Re: [PATCH 2/6] perf: Support branch events logging
From: Peter Zijlstra
Date: Fri Apr 14 2023 - 10:53:45 EST
On Fri, Apr 14, 2023 at 09:35:37AM -0400, Liang, Kan wrote:
>
>
> On 2023-04-14 6:38 a.m., Peter Zijlstra wrote:
> > On Mon, Apr 10, 2023 at 01:43:48PM -0700, kan.liang@xxxxxxxxxxxxxxx wrote:
> >> From: Kan Liang <kan.liang@xxxxxxxxxxxxxxx>
> >>
> >> With the cycle time information between branches, stalls can be easily
> >> observed. But it's difficult to explain what causes the long delay.
> >>
> >> Add a new field to collect the occurrences of events since the last
> >> branch entry, which can be used to provide some causality information
> >> for the cycle time values currently recorded in branches.
> >>
> >> Add a new branch sample type to indicate whether include occurrences of
> >> events in branch info.
> >>
> >> Only support up to 4 events with saturating at value 3.
> >> In the current kernel, the events are ordered by either the counter
> >> index or the enabling sequence. But none of the order information is
> >> available to the user space tool.
> >> Add a new PERF_SAMPLE format, PERF_SAMPLE_BRANCH_EVENT_IDS, and generic
> >> support to dump the event IDs of the branch events.
> >> Add a helper function to detect the branch event flag.
> >> These will be used in the following patch.
> >
> > I'm having trouble reverse engineering this. Can you more coherently
> > explain this feature and how you've implemented it?
>
> Sorry for that.
>
> The feature is an enhancement of ARCH LBR. It adds new fields in the
> LBR_INFO MSRs to log the occurrences of events on the first 4 GP
> counters. Worked with the previous timed LBR feature together, the user
> can understand not only the latency between two LBR blocks, but also
> which events causes the stall.
>
> The spec can be found at the latest Intel® Architecture Instruction Set
> Extensions and Future Features, v048. Chapter 8.4.

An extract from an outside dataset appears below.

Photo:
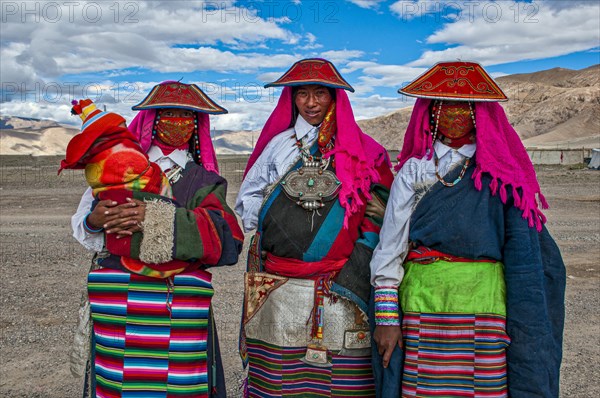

> https://cdrdv2.intel.com/v1/dl/getContent/671368
Oh gawd; that's terse. Why can't these people write comprehensible
things :/ It's almost as if they don't want this stuff to be used.
So IA32_LBR_x_INFO is extended:
[0:15] CYC_CNT
[16:31] undefined
+ [32:33] PMC0_CNT
+ [34:35] PMC1_CNT
+ [36:37] PMC2_CNT
+ [38:39] PMC3_CNT
+ [40:41] PMC4_CNT
+ [42:43] PMC5_CNT
+ [44:45] PMC6_CNT
+ [46:47] PMC7_CNT
[48:55] undefined
[56:59] BR_TYPE
[60] CYC_CNT_VALID
[61] TSX_ABORT
Where the PMCx_CNT fields are saturating counters for the respective
PMCs. And we'll run out of bits if we get more than 12 PMCs. Is SMT=n
PMC merging still a thing?
And for some reason this counting is enabled in PERFEVTSELx[35] instead
of in LBR_CTL somewhere :/
> To support the feature, there are three main changes in ABIs.
> - A new branch sample type, PERF_SAMPLE_BRANCH_EVENT, is used as a knob
> to enable the feature.
> - Extend the struct perf_branch_entry layout, because we have to save
> and pass the occurrences of events to user space. Since it's only
> available for 4 counters and saturating at value 3, it only occupies 8
> bits. For the current Intel implementation, the order is the order of
> counters.
Only for 4? Where does it say that? If it were to only support 4, then
we're in counter scheduling contraint hell again and we need to somehow
group all these things together with the LBR event.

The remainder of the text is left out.